Bei allen aktuellen Transformationsprozessen kommt den Informations- und Kommunikationstechnologien eine Schlüsselrolle zu. Dies gilt auch für die Industrie. Die mit dem Begriff «Industrie 4.0» beschriebene Zukunft liegt in der umfassenden Vernetzung von Fabriken, Produkten und Dienstleistungen mit Software. Ein bekanntes Beispiel ist die Produktionsmaschine, die über Sensoren rechtzeitig erkennt, dass ein Werkzeug ausgewechselt werden muss, den Bestand in der Lagerverwaltung abfragt und das benötigte Ersatzteil selbständig bei Lieferanten bestellt. IT-Kompetenzen machen zunehmend den Unterschied. Als IT-Standort ist die Ostschweiz gut aufgestellt. Bereits heute verfügt die Ostschweiz über eine starke Informatik-Industrie. In der St. GallenBodenseeArea beschäftigen knapp 2000 IT-Unternehmen rund 15000 Personen. Dies macht die Gegend zu einem der attraktivsten Schweizer Standorte für die Branche. Was jedoch fehlt, ist die Zusammenarbeit aller Akteure sowie der unbedingte Wille, als IT-Cluster auch international eine führende Rolle zu spielen. Dies möchte die IHK St. Gallen-Appenzell mit drei konkreten Massnahmen ändern.

  • Erstens unterstützen wir die Forderung nach der Einführung von Informatik-Mittelschulen. Von dieser Massnahme versprechen wir uns einen wirkungsvollen Beitrag im Kampf gegen den Fachkräfte­mangel.
  • Weiter erachten wir es als notwendig, dass die Ostschweizer Fachhochschulen zu einer standortübergreifenden Informatik-Strategie finden. Wir müssen vorhandene Fähigkeiten bündeln und Kompetenzzentren aufbauen.
  • Als dritte Massnahme schlagen wir die Einführung eines Informatik-Studiums an der Universität St. Gallen vor. Dank ihrer besonderen Nähe zu den Bedürfnissen unserer Unternehmen erfüllt unsere Universität alle Voraussetzungen, um auch im Bereich der Informatik-Ausbildung sowie der Informatik-Forschung und -Entwicklung eine europaweit führende Stellung aufzubauen.

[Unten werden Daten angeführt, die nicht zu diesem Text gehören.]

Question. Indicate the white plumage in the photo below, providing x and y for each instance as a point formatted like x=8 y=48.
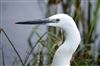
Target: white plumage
x=64 y=53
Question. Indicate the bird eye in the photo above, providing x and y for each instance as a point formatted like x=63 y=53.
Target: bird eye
x=57 y=20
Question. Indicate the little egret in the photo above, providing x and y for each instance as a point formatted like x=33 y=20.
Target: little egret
x=64 y=53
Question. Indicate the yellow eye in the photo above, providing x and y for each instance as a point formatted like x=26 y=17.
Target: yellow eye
x=57 y=20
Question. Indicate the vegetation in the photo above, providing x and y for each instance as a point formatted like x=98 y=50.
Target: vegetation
x=84 y=54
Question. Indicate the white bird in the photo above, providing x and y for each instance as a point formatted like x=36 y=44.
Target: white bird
x=64 y=53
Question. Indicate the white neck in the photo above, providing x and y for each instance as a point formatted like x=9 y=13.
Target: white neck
x=64 y=53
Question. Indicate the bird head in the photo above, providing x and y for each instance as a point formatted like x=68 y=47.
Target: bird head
x=58 y=20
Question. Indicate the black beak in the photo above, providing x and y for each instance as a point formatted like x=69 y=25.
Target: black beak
x=43 y=21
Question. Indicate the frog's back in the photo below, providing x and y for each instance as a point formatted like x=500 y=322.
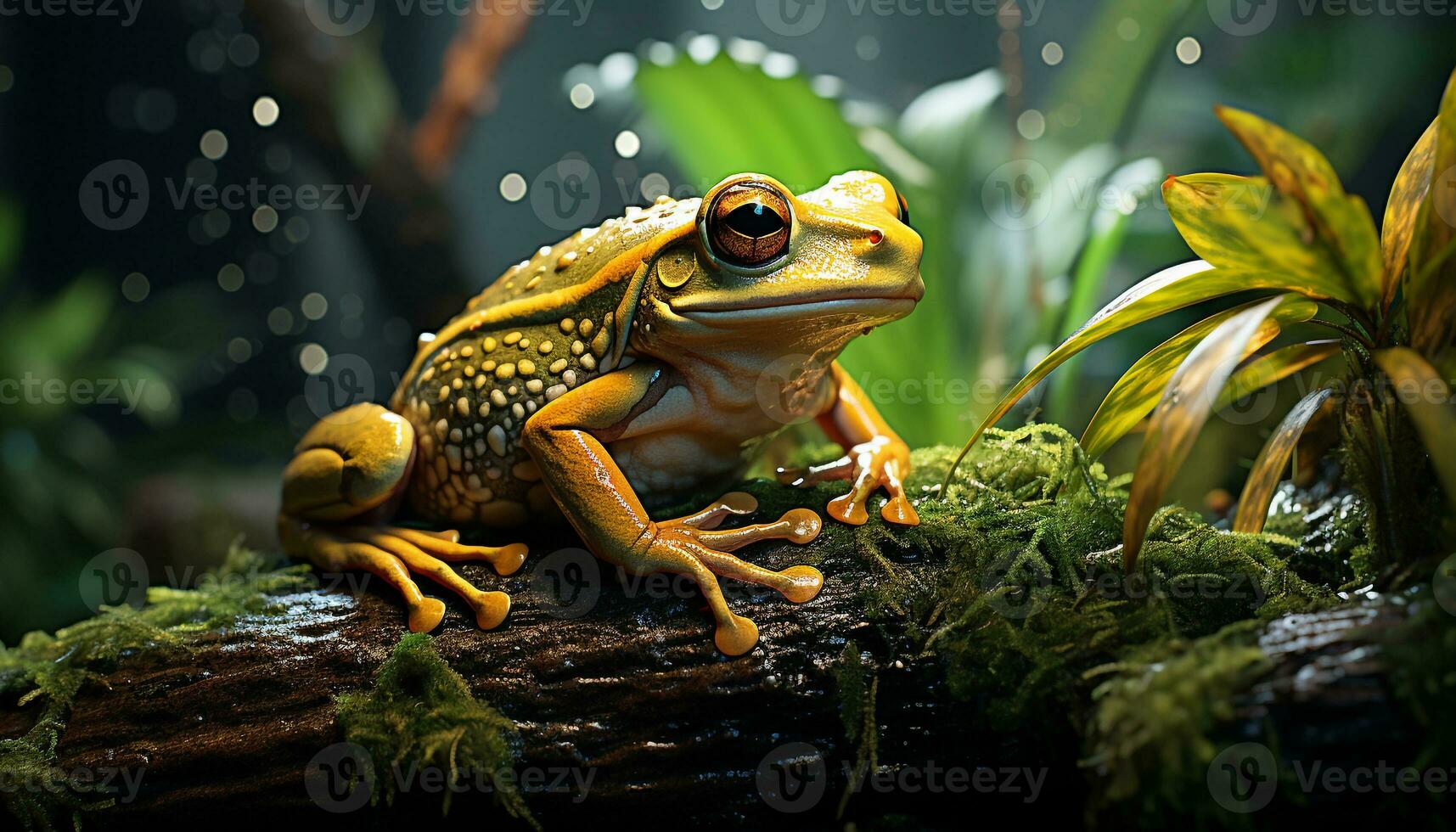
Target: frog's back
x=545 y=327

200 000 Franken für Machbarkeitsstudie

Im Jahre 1898 gründeten die St.Galler Regierung und Vertreter der Wirtschaft in einem gemeinsamen Kraftakt die heutige Universität St. Gallen. Das Kaufmännische Directorium, die Vorgängerorganisation der IHK St. Gallen-Appenzell, spielte dabei eine entscheidende Rolle. Diese enge Verbindung zur HSG und das bevorstehende 550-Jahr-Jubiläum haben den Vorstand der IHK veranlasst, der Universität St. Gallen 200'000 Franken zur Erarbeitung einer Konzept- und Machbarkeitsstudie «Studienschwerpunkt Informatik» zur Verfügung zu stellen. Weiter fordert die IHK, dass das besondere Eigenkapital des Kantons St. Gallen künftig auch für die Stärkung der MINT-Ausbildung eingesetzt werden kann. Die Zeiten schöner Worte sind vorbei. Jetzt sind Taten gefragt.